POST
/
v1
/
chat
/
completions

Authorizations

Authorization
string
headerrequired

Bearer authentication header of the form Bearer <token>, where <token> is your auth token.

Body

application/json
prompt

The prompt text sent (for a /completions request)

messages
object[]

The conversation sent (with or without history) (for a /chat/completions request)

model
string
default: pulze

https://docs.pulze.ai/overview/models Specify the model you'd like Pulze to use. (optional). Can be the full model name, or a subset for multi-matching.

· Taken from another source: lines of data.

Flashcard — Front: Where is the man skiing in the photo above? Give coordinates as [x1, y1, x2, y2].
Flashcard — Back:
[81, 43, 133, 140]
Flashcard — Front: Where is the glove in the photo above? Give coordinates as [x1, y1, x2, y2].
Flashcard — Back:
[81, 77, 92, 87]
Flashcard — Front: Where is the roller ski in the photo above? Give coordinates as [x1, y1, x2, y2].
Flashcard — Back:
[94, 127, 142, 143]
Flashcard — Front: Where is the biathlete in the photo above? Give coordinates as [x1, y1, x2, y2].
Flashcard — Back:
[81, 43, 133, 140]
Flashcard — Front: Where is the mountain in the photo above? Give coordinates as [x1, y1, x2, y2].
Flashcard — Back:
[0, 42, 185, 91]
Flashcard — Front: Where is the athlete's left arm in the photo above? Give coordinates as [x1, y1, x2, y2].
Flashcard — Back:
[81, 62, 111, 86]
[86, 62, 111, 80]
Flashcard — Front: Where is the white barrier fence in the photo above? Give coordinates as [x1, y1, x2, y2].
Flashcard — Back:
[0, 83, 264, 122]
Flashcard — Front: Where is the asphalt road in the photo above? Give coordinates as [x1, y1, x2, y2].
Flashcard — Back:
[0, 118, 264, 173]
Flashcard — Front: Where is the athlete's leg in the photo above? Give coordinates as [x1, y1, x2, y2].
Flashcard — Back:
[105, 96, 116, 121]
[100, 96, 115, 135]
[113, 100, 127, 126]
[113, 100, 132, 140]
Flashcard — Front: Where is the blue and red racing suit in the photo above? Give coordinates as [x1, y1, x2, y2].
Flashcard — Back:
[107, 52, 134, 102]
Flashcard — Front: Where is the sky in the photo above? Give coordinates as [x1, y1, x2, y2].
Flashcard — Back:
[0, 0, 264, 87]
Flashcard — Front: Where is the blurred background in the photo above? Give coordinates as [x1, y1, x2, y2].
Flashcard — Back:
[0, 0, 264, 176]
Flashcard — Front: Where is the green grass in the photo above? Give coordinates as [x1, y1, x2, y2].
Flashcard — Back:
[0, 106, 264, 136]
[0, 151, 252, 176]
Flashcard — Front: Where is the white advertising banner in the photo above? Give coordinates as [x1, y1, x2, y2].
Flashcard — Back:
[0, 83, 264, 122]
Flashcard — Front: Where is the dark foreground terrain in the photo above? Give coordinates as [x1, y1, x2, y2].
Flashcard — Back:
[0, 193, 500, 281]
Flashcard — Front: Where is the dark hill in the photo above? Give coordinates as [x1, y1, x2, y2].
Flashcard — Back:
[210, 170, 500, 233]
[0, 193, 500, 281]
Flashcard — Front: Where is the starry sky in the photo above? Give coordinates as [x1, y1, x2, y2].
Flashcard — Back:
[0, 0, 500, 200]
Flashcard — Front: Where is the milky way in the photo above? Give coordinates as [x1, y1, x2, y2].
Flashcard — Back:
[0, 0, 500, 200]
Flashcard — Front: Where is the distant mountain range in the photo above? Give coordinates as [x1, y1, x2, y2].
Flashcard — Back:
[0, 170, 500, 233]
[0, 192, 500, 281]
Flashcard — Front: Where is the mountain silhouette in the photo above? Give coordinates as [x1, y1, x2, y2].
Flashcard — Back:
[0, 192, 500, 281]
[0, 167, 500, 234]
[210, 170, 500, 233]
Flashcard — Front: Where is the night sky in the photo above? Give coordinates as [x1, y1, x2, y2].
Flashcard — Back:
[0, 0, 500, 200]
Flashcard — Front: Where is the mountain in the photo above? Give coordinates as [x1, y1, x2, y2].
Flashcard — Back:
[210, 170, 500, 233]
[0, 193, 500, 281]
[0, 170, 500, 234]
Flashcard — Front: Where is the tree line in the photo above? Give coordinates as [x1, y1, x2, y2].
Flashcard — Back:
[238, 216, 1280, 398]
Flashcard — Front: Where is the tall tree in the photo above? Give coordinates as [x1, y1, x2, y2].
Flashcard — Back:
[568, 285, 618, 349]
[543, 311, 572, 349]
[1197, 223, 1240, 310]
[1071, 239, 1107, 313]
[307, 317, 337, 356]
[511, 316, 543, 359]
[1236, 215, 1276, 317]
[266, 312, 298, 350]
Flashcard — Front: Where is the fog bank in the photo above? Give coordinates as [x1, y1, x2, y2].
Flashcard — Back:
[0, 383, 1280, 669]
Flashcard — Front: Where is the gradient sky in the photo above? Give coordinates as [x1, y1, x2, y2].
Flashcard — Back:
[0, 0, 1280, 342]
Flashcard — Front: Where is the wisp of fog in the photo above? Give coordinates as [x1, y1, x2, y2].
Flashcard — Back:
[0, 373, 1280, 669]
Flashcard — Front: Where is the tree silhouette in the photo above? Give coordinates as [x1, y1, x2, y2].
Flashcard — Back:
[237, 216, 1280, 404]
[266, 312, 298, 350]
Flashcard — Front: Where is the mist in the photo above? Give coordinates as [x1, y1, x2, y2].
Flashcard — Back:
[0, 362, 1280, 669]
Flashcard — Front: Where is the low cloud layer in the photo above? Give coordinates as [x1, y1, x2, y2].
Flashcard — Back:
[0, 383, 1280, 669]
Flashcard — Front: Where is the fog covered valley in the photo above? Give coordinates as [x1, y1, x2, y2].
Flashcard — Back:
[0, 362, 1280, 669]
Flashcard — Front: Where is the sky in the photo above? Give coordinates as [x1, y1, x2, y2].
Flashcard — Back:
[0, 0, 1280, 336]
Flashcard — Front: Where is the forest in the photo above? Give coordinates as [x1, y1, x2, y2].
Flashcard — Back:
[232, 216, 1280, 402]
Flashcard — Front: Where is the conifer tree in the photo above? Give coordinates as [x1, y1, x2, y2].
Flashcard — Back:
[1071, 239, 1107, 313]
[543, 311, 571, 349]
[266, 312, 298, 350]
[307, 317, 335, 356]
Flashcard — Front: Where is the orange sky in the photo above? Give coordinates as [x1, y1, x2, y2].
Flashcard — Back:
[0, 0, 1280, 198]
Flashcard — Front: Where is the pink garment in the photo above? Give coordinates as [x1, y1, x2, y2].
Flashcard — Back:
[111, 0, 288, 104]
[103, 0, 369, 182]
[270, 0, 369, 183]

Defaults to our dynamic routing, i.e. best model for this request.

suffix
string
default:

COMING SOON

max_tokens
integer

The maximum number of tokens that the response can contain.

temperature
number
default: 1

Optionally specify the temperature for this request only. Leave empty to allow Pulze to guess it for you.

top_p
number
default: 1

https://platform.openai.com/docs/api-reference/completions/create#completions/create-top_p An alternative to sampling with temperature, called nucleus sampling, where the model considers the results of the tokens with top_p probability mass

tools
object[]
tool_choice
default: none
Available options:
none,
auto
n
integer
default: 1

How many completions to generate for each prompt. @default 1

stream
boolean
default: false

** COMING SOON ** Specify if you want the response to be streamed or to be returned as a standard HTTP request

logprobs
integer

COMING SOON https://platform.openai.com/docs/api-reference/completions/create#completions/create-logprobs Include the log probabilities on the logprobs most likely tokens, as well the chosen tokens.

stop
default:

Stop responding when this sequence of characters is generated. Leave empty to allow the model to decide.

presence_penalty
number
default: 0

https://platform.openai.com/docs/api-reference/completions/create#completions/create-presence_penalty Increase the model's likelihood to talk about new topics

frequency_penalty
number
default: 0

https://platform.openai.com/docs/api-reference/completions/create#completions/create-frequency_penalty Increase the model's likelihood to not repeat tokens/words

best_of
integer
default: 1

The number of responses to generate. Out of those, it will return the best n.

logit_bias
object

COMING SOON https://platform.openai.com/docs/api-reference/completions/create#completions/create-logit_bias Modify the likelihood of specified tokens appearing in the completion.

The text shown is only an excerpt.